Sister blog of Physicists of the Caribbean in which I babble about non-astronomy stuff, because everyone needs a hobby

Friday 11 December 2015

Rational thinking is not enough to save you from stupidity

Rational thinking is not enough to save you from stupidity

Some more thoughts on statistics and why people do apparently very stupid things despite not actually being very stupid.

The difficulty with thinking statistically is that our own personal experiences are always true. When someone says something that's in flat contradiction to what we've seen with our own eyes, there is a certain logic in denying it. "You can't possibly have seen a black swan, you must be a very stupid person." The problem is that that's equally true from their perspective, but remembering this isn't easy - instinct takes over. It's even more difficult to realise that your experiences will have been influenced by a thousand different factors, and there's no reason to suppose that those will be the same everywhere.

When we find an anomaly, we don't automatically say, "All my previous observations were unusual, this new thing is normal." Instead we assume that it's the new thing that's the anomaly...Thinking about what sort of selection effects are at work does not come naturally, and it's difficult. Because we tend to say that anything unusual to us is unusual overall (rather than assuming we've been in an unusual position), things that don't fit the pattern don't necessarily challenge our ideologies. If we find more examples, we just say there are more exceptions, more mitigating factors.

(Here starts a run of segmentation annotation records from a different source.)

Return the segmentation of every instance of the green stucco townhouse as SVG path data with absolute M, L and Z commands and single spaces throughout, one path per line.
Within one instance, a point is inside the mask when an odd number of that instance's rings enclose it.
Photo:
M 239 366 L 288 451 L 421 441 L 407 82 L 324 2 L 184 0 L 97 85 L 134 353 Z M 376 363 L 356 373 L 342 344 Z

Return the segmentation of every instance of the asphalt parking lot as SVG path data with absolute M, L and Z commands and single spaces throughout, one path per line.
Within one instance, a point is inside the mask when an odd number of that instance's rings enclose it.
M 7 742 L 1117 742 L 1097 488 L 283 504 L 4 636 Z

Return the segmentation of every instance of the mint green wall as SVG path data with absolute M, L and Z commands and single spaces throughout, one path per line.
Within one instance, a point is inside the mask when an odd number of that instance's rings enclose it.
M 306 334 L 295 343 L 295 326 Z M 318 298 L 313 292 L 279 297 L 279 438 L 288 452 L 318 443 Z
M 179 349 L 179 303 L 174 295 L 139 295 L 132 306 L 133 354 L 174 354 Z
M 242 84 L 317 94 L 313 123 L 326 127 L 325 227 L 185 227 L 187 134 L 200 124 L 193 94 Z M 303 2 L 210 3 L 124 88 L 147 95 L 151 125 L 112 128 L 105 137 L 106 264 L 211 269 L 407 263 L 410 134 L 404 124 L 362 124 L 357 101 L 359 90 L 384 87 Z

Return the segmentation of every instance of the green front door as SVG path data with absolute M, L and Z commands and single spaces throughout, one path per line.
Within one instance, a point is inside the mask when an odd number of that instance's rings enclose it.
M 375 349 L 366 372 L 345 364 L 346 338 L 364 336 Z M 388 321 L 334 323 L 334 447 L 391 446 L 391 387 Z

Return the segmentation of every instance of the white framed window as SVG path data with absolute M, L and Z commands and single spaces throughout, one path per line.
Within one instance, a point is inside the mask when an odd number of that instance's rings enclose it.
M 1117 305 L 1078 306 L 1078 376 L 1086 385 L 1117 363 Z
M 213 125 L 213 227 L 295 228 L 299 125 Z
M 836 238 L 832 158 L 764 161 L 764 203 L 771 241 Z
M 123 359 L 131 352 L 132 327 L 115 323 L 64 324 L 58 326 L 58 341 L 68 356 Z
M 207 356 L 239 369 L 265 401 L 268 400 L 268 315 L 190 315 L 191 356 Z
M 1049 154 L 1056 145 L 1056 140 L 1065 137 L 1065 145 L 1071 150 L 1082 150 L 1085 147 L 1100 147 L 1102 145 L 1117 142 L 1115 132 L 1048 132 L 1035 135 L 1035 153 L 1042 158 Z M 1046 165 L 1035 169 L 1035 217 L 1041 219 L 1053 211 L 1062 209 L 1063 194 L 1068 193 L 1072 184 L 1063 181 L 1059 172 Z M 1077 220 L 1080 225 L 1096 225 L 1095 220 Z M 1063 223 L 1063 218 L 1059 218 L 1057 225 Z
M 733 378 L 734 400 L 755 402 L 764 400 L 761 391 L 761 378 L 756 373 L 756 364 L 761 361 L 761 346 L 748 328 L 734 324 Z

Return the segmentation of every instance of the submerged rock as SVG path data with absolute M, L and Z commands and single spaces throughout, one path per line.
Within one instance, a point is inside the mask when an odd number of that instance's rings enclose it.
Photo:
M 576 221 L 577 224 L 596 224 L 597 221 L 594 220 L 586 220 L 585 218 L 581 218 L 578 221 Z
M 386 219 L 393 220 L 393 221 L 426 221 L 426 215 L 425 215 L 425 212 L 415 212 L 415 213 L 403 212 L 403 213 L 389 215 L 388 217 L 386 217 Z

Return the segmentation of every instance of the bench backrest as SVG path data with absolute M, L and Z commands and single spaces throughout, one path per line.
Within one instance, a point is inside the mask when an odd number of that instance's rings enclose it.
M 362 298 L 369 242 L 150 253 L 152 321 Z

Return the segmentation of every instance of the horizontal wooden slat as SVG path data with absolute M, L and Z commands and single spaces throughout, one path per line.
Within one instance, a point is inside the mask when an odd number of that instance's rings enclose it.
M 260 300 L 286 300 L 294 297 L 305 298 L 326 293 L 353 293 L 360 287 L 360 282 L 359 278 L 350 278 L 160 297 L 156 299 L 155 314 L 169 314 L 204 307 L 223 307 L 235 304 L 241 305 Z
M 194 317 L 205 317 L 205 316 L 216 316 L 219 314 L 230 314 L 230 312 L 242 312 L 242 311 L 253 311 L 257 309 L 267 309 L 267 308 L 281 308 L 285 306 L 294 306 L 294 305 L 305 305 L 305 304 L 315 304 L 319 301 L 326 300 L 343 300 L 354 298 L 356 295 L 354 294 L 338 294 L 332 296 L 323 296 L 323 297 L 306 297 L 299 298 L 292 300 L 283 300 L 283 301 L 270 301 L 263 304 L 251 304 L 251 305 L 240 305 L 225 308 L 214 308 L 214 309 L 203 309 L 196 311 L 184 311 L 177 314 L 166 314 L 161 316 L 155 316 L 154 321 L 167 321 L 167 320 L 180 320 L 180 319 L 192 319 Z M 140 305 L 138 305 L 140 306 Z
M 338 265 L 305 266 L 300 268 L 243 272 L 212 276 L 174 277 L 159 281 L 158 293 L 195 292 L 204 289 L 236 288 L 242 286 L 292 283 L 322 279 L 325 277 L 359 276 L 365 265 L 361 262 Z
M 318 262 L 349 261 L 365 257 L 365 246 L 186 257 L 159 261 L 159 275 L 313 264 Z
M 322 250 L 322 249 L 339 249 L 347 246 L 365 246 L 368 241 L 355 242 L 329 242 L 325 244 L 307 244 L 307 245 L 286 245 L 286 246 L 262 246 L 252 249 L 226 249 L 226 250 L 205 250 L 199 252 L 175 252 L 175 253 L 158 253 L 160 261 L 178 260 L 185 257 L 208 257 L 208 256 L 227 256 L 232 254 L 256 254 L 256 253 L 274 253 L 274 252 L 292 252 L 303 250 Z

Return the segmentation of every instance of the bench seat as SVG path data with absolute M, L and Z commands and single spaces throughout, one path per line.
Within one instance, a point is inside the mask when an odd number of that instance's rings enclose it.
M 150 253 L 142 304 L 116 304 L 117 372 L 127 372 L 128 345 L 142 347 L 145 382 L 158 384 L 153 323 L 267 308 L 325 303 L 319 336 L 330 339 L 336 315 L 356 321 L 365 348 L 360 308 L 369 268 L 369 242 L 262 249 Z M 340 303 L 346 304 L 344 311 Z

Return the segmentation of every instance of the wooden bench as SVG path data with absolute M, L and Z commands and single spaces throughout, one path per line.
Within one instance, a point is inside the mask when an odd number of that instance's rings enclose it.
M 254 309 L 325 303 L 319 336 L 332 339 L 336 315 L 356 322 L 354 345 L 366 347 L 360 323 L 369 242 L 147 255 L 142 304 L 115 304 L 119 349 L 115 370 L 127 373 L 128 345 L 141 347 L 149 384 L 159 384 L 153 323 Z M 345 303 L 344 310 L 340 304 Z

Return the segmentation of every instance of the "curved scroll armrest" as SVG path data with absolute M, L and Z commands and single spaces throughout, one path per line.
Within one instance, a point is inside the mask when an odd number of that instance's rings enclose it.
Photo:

A cult of ignorance probably doesn't look like that to its followers. It probably looks like someone is finally being honest enough to say what they're really thinking (despite the fact that that is not a virtue), to have the courage to agree with their entirely rational but uninformed conclusions, to circumvent the apparently highly contrived excuses of an intellectual elite. It does not necessarily happen simply because people are stupid.